The third part of an ongoing speaker series which brings together practicing artists, scholars, and curators to discuss the radical potential of photography to illuminate the condition of the present, focusing on the camera's ability to represent built environments and their relationship to historical logics of accumulation.

This event will consist of a 40-minute artist's talk by Peter van Agtmael, followed by a 20-minute conversation with Tom Rankin, and then time for audience Q&A.

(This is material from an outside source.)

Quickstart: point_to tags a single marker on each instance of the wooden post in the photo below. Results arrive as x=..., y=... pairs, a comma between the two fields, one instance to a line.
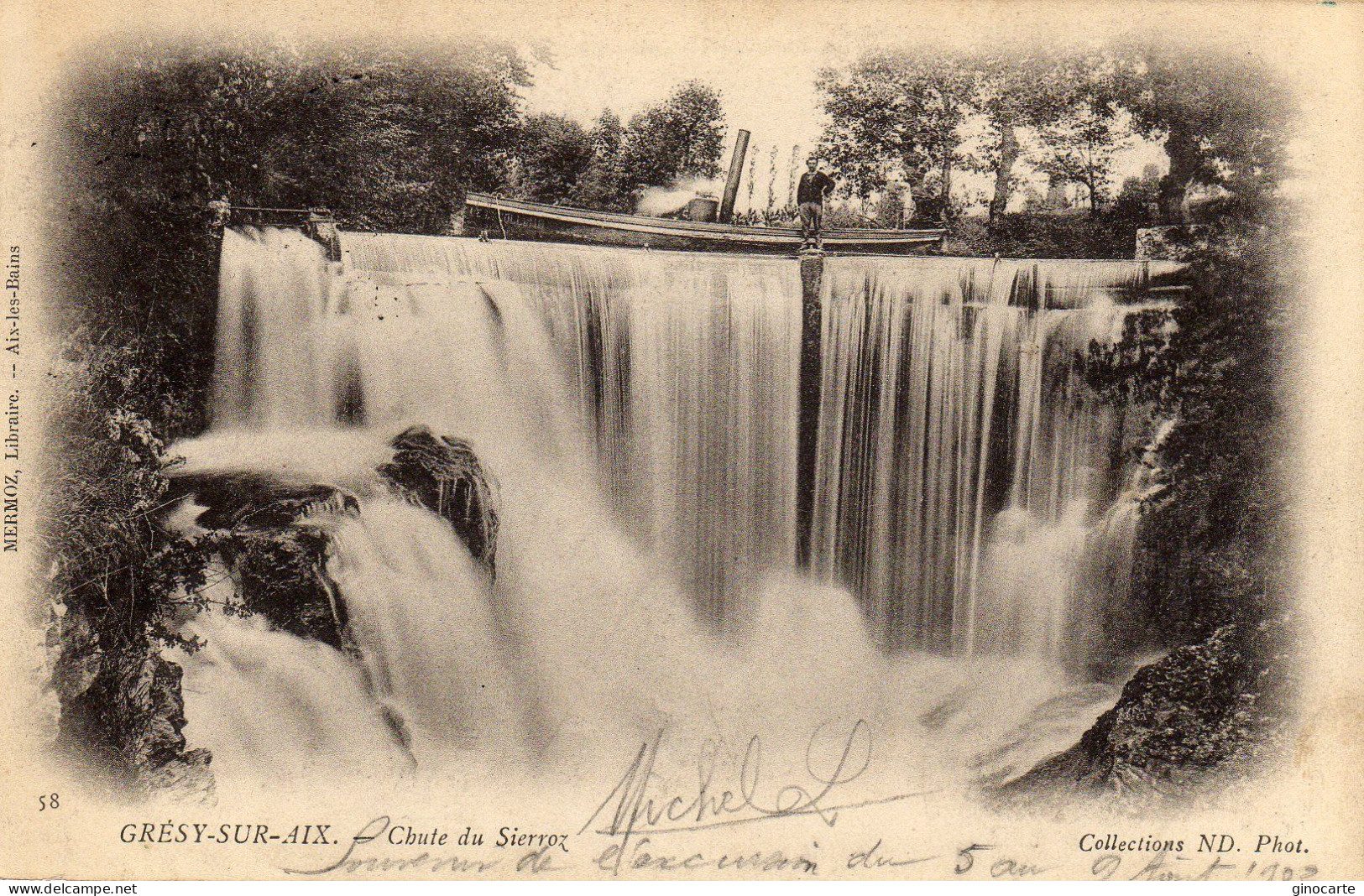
x=731, y=185
x=807, y=414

It will take place in the Holsti-Anderson Family Assembly Room (Rubenstein Library 153).

More details:
Peter van Agtmael's work largely concentrates on the United States, both at home and abroad, looking at issues of conflict, identity, power, race, and class. Overseas, he has covered the 9/11 wars and their consequences, working extensively in Iraq, Afghanistan and throughout the Middle East. Peter studied history at Yale and joined Magnum Photos in 2008; he became a full member in 2013. He has published three monographs: 2nd Tour I Hope I Don't Die (2009); Disco Night Sept. 11 (2014); and Buzzing at the Sill (2016). He has won the W. Eugene Smith Grant, the ICP Infinity Award for Young Photographer, as well as awards from World Press Photo, The Pulitzer Center, and The Center for Documentary Studies at Duke University.

Tom Rankin is Professor of the Practice of Art and Documentary Studies at Duke University where he directs the MFA in Experimental and Documentary Arts.